IP SLA Blacklisted - FTD

bmurphree@myemma.com · ‎11-19-2020

Question

Has anyone found a method to nail up an FTD to AWS VPN tunnel by using only the FTD device?

Challenges

AWS Site-to-Site VPN doesn't support child tunnels.
Idle-timeout is no longer configured, I don't believe, aside from key lifetimes (but not on the FTD).
Cisco has blacklisted ip sla monitor as a means to keep the tunnel up bu ICMP echo, the very technique AWS recommends.
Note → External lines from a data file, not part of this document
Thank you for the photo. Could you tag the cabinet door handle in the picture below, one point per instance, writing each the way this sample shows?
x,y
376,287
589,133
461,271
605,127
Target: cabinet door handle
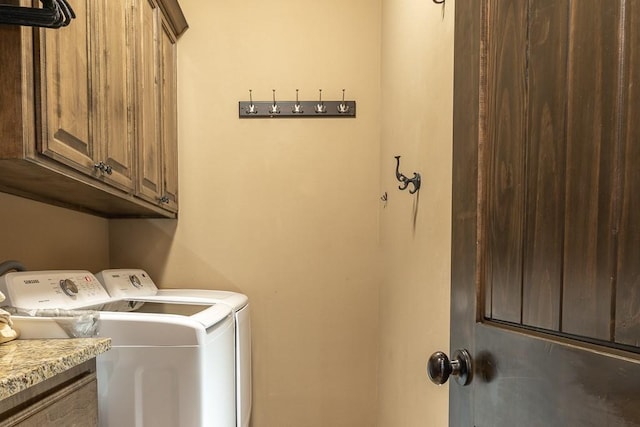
x,y
105,168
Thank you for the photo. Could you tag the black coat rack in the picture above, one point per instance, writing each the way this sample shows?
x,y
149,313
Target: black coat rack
x,y
53,14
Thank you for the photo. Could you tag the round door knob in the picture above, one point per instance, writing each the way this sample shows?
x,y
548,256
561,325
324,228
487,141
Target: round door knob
x,y
439,367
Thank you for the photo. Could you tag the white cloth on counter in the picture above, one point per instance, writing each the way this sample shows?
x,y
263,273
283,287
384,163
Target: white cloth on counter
x,y
7,333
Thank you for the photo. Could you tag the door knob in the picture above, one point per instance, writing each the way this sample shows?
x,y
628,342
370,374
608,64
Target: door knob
x,y
439,367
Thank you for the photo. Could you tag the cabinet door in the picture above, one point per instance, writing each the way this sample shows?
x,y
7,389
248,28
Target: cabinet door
x,y
148,102
114,109
66,87
169,115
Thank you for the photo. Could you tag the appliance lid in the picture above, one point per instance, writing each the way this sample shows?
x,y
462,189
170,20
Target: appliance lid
x,y
206,314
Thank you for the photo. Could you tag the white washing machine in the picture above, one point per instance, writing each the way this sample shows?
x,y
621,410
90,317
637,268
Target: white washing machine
x,y
123,283
171,363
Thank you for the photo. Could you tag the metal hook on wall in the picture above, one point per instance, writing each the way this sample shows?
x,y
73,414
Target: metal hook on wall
x,y
416,180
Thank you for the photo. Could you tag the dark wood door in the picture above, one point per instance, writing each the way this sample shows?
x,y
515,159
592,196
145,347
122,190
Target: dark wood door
x,y
546,212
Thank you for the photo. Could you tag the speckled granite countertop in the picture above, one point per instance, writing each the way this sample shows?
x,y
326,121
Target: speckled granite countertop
x,y
25,363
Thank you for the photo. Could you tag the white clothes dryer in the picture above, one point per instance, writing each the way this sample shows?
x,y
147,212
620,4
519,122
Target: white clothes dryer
x,y
171,363
127,283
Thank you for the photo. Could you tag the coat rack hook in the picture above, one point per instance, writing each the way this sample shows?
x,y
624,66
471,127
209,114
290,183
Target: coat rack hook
x,y
251,108
416,180
342,107
274,107
320,107
297,107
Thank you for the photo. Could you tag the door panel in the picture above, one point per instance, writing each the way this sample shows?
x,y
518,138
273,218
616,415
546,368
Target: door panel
x,y
627,320
116,85
67,80
542,269
545,270
148,120
591,141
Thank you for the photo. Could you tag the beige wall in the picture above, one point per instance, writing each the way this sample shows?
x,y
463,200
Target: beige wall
x,y
286,210
417,70
44,237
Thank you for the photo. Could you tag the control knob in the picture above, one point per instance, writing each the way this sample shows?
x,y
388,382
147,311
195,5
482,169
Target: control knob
x,y
69,288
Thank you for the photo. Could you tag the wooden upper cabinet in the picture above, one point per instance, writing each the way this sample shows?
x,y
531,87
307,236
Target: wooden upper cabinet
x,y
169,115
97,131
157,112
115,90
67,80
148,101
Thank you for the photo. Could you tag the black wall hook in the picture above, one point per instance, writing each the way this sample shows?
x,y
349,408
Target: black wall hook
x,y
406,181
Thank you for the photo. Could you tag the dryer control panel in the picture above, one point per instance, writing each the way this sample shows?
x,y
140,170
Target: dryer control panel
x,y
127,283
53,289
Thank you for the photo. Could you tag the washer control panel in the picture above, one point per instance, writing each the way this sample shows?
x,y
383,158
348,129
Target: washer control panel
x,y
127,283
53,289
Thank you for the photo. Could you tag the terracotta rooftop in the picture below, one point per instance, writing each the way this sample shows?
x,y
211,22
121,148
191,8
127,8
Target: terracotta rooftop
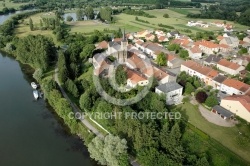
x,y
241,86
207,44
243,99
204,70
224,46
102,45
170,57
219,37
228,64
196,49
212,74
134,76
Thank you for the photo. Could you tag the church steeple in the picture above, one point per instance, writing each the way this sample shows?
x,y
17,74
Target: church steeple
x,y
124,39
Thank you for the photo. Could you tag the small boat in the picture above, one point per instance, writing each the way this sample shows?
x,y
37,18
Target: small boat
x,y
36,94
33,85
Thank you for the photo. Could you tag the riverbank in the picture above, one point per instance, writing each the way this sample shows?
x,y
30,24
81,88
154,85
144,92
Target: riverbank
x,y
31,132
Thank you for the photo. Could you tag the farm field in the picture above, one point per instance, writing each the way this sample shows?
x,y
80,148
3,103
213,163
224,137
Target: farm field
x,y
226,136
10,4
23,28
128,22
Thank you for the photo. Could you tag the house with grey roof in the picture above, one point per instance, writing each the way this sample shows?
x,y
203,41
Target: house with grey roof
x,y
212,60
218,80
222,112
172,91
231,41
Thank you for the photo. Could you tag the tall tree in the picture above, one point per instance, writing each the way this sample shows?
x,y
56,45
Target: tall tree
x,y
161,59
110,151
79,15
89,11
31,24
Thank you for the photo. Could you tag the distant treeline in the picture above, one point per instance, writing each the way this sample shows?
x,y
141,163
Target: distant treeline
x,y
138,13
204,1
226,11
165,26
7,10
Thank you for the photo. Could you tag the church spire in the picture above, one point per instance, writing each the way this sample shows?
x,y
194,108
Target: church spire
x,y
124,36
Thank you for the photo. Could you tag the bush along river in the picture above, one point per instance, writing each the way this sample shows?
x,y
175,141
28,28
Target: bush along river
x,y
31,134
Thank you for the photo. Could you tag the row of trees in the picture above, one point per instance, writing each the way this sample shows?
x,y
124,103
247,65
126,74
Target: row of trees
x,y
39,51
222,12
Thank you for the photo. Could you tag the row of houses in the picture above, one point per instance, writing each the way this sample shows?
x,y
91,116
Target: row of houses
x,y
213,78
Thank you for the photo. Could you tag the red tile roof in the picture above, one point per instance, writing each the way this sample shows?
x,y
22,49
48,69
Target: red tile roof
x,y
243,99
204,70
170,57
219,37
102,45
228,64
134,76
207,44
241,86
196,49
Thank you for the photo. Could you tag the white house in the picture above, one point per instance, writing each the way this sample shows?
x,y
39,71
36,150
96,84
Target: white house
x,y
135,79
195,52
234,87
208,47
229,67
173,92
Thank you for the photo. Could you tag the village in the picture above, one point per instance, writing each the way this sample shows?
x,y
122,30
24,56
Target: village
x,y
215,64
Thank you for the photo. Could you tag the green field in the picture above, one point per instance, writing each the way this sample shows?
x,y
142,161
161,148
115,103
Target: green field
x,y
23,28
177,19
226,136
10,4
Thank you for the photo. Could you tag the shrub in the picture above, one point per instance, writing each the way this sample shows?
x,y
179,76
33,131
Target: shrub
x,y
201,96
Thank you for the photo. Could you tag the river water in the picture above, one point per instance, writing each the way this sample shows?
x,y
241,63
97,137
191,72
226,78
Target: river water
x,y
30,133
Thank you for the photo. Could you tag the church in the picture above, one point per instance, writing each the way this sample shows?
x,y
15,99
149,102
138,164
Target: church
x,y
118,49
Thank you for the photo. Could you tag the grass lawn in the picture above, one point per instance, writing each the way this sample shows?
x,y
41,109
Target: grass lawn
x,y
185,11
10,4
23,28
229,137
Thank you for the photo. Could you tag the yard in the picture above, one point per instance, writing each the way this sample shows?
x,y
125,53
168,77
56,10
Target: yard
x,y
235,138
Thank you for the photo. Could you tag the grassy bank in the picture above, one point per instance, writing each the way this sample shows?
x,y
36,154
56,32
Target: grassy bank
x,y
228,137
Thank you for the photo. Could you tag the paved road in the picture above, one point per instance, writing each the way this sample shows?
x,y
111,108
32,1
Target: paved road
x,y
133,162
76,109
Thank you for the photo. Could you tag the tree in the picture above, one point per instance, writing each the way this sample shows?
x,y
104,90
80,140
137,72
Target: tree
x,y
31,24
184,54
69,18
174,47
197,84
79,15
71,87
37,50
248,67
211,101
87,51
110,151
161,59
121,75
189,88
38,74
89,11
242,51
165,15
105,14
86,101
202,162
201,96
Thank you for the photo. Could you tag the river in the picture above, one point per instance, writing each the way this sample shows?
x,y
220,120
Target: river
x,y
30,133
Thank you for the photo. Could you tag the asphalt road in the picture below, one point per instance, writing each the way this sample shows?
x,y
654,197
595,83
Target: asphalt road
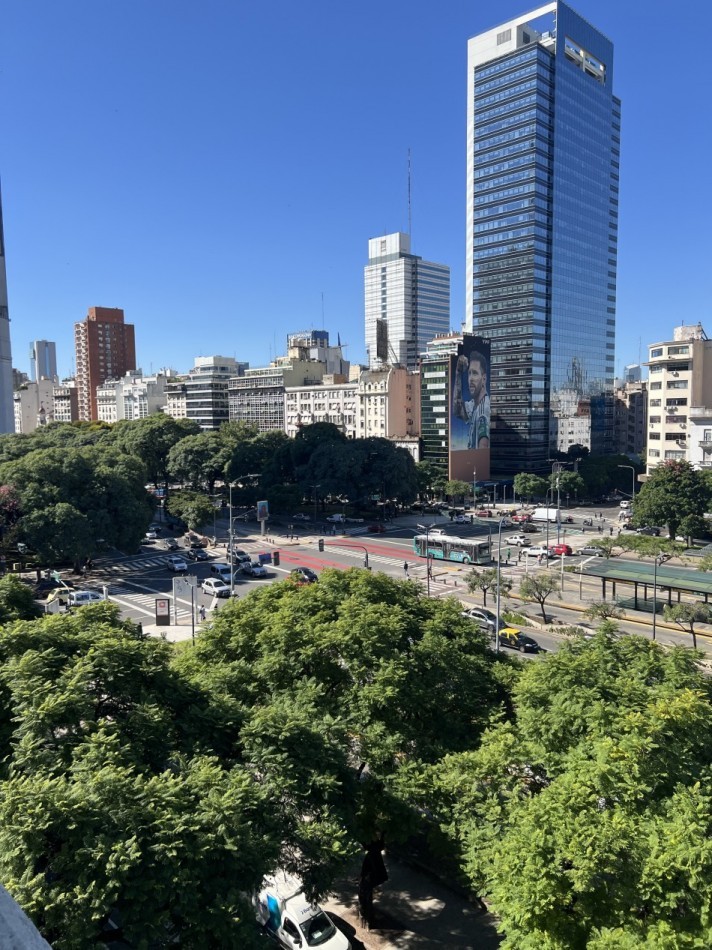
x,y
136,582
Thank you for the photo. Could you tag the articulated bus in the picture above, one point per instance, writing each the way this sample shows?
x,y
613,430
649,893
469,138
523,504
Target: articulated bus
x,y
445,548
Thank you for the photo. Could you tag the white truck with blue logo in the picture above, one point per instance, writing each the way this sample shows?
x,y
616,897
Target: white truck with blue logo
x,y
292,920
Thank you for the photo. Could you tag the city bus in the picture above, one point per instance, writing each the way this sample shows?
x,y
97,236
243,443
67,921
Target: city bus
x,y
445,548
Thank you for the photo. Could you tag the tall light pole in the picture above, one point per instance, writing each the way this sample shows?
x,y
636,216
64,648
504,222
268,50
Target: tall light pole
x,y
499,587
231,484
426,529
659,559
632,497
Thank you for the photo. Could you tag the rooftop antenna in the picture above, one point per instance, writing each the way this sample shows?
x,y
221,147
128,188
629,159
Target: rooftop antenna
x,y
410,212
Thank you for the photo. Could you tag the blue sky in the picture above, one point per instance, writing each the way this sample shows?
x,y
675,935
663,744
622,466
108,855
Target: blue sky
x,y
217,169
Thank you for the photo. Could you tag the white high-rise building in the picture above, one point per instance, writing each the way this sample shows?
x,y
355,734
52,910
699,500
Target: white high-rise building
x,y
407,302
7,409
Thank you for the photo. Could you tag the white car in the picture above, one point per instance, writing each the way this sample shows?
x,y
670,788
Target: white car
x,y
253,568
521,539
215,587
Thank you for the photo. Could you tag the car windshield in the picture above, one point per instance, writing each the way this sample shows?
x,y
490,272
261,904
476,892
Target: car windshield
x,y
318,929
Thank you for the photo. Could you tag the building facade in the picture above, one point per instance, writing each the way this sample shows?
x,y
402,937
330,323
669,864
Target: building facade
x,y
407,302
543,142
631,417
679,379
7,408
388,404
33,405
134,396
43,360
333,401
105,348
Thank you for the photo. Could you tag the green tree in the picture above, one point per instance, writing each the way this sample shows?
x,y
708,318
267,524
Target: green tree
x,y
604,610
485,581
194,508
688,615
530,486
673,493
539,587
584,817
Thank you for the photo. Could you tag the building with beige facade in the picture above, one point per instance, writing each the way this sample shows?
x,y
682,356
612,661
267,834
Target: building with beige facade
x,y
388,403
679,398
134,396
333,401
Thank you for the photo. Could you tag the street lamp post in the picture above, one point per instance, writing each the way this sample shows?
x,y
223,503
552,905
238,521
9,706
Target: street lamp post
x,y
659,559
426,529
632,497
499,587
231,484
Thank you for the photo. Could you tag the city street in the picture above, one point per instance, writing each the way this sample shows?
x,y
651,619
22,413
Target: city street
x,y
134,583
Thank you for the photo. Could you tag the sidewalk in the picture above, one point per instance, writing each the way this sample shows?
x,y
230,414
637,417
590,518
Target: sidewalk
x,y
413,911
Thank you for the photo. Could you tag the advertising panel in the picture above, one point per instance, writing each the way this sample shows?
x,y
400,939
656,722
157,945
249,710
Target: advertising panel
x,y
470,413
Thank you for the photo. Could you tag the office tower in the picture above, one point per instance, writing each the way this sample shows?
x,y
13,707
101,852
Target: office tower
x,y
43,360
105,348
7,408
542,211
407,302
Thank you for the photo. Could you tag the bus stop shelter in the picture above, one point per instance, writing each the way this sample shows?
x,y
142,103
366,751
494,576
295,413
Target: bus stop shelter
x,y
641,575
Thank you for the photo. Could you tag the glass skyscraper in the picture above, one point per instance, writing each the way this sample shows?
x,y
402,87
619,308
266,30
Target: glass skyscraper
x,y
542,232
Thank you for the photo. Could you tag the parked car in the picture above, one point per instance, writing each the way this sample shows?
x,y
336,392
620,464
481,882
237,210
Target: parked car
x,y
215,587
518,641
253,568
484,616
79,598
303,575
221,570
521,539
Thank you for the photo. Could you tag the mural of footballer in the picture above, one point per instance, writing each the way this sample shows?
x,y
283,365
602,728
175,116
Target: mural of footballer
x,y
471,379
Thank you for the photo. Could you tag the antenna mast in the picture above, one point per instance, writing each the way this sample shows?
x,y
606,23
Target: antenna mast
x,y
410,212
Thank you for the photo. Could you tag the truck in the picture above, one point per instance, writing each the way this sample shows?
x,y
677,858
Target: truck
x,y
291,920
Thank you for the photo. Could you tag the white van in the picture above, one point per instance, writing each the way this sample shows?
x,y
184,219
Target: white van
x,y
78,598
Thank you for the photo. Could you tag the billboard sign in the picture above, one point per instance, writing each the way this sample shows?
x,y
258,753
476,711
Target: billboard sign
x,y
470,413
What is anyone else using to keep the tunnel(s) nailed up? Thanks!

RFC 1925

Hunter_G · ‎03-11-2021

I am having the same issue. Running version 6.3

Rob Ingram · ‎03-12-2021

Hi @Hunter_G

IP SLA feature was added in 6.5

https://www.cisco.com/c/en/us/td/docs/security/firepower/650/relnotes/firepower-release-notes-650/features.html

Hunter_G · ‎03-12-2021

We are running FMC/FTD with AWS VPC VPN. The IP SLA feature is available in 6.3 on our GUI, with the 'requirement' to tie the SLA to a static route to track it (the only way to enable the SLA i've found).

I have tried this exact attempt (below) and was not able to keep the tunnel up (SLA would timeout as it wouldn't route to the VPN)

https://community.cisco.com/t5/network-security/configuring-ip-sla-monitor/td-p/3733032

I've also looked at other community posts and online blogs, but no results as of recent. AWS documentation does provide an FTD compatible configuration, however, unlike their ASA configuration, an SLA is not included with the AWS FTD steps.

We attempted reconfiguring the SLA and static route multiple times, choosing different source interfaces, different destinations, gateways, tried configuring crypto-maps to allow ANY local originating traffic to enter the tunnel - however the SLA would not work.

Our design is an IKEv1 tunnel to AWS, and the tunnel does come up when traffic is generated for it (by either packet-tracer or a server initiating traffic) - the tunnel configuration itself is fine, but the tunnel needs traffic to stay up.